Invasion of the Transplants

New Portlanders talk about what they love and hate about the city.

Best of Amy Miller's Fresh Meat Column | Portland Transplants Vs. Portland Natives


"When you erect the fence to keep Californians out, can I have a special dispensation pass?"

Comedian Greg Proops looked so painfully Californian as he asked a Portland audience that question a few weeks ago. They cheered unanimously. The besuited, hyper-liberal, fluffy-haired, vodka-buzzed Proops could stay.

Phew. Like so many of my brothers and sisters from the south, I was lucky enough to make it into Oregon pre-fence, recently celebrating my second anniversary of living in Portland.

And I really love it here. Sort of.

I love Portland—SORT OF.

Why does that caveat fill me with such shame and fear? I can already hear the choir of commenters singing that old familiar tune: "Go back to where you came from! Go Ducks!"

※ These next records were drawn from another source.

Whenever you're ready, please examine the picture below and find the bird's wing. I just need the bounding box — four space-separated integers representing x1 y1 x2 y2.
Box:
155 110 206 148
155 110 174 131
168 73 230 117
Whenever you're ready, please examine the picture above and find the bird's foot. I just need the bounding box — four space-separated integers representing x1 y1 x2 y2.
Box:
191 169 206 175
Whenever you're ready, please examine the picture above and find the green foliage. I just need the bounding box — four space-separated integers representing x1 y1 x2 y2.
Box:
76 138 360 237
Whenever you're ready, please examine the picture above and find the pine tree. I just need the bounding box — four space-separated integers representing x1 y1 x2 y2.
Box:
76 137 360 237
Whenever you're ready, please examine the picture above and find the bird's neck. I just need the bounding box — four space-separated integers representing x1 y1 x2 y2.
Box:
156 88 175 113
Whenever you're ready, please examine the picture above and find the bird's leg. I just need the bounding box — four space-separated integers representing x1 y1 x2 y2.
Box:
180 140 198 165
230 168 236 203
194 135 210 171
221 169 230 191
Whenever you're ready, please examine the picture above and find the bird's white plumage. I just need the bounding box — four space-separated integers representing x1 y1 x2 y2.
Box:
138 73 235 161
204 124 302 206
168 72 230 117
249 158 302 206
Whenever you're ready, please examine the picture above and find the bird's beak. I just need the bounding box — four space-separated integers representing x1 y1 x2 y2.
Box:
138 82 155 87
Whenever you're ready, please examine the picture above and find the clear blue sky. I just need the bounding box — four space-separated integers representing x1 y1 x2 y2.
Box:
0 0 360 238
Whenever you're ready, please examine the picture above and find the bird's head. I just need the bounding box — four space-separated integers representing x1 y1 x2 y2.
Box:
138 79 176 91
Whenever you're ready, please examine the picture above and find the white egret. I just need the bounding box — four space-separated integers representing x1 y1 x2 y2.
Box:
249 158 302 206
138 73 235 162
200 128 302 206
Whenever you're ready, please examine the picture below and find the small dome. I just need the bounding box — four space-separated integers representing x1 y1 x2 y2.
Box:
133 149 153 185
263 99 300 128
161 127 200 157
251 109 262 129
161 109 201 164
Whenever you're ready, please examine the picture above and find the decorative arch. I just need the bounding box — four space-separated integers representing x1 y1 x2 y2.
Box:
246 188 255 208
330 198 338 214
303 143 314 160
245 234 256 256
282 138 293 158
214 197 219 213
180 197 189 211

Show me a diehard native of another city—a lady who tattooed the downtown skyline across her shoulder blades or a guy who named his firstborn after a street—and I will show you a list of his or her complaints about that city. And yet I am afraid to bring up even my most valid gripes about Portland in social situations. I get it. You cram a bunch of new people into a small place over a short period of time, and the mood gets a little…tense.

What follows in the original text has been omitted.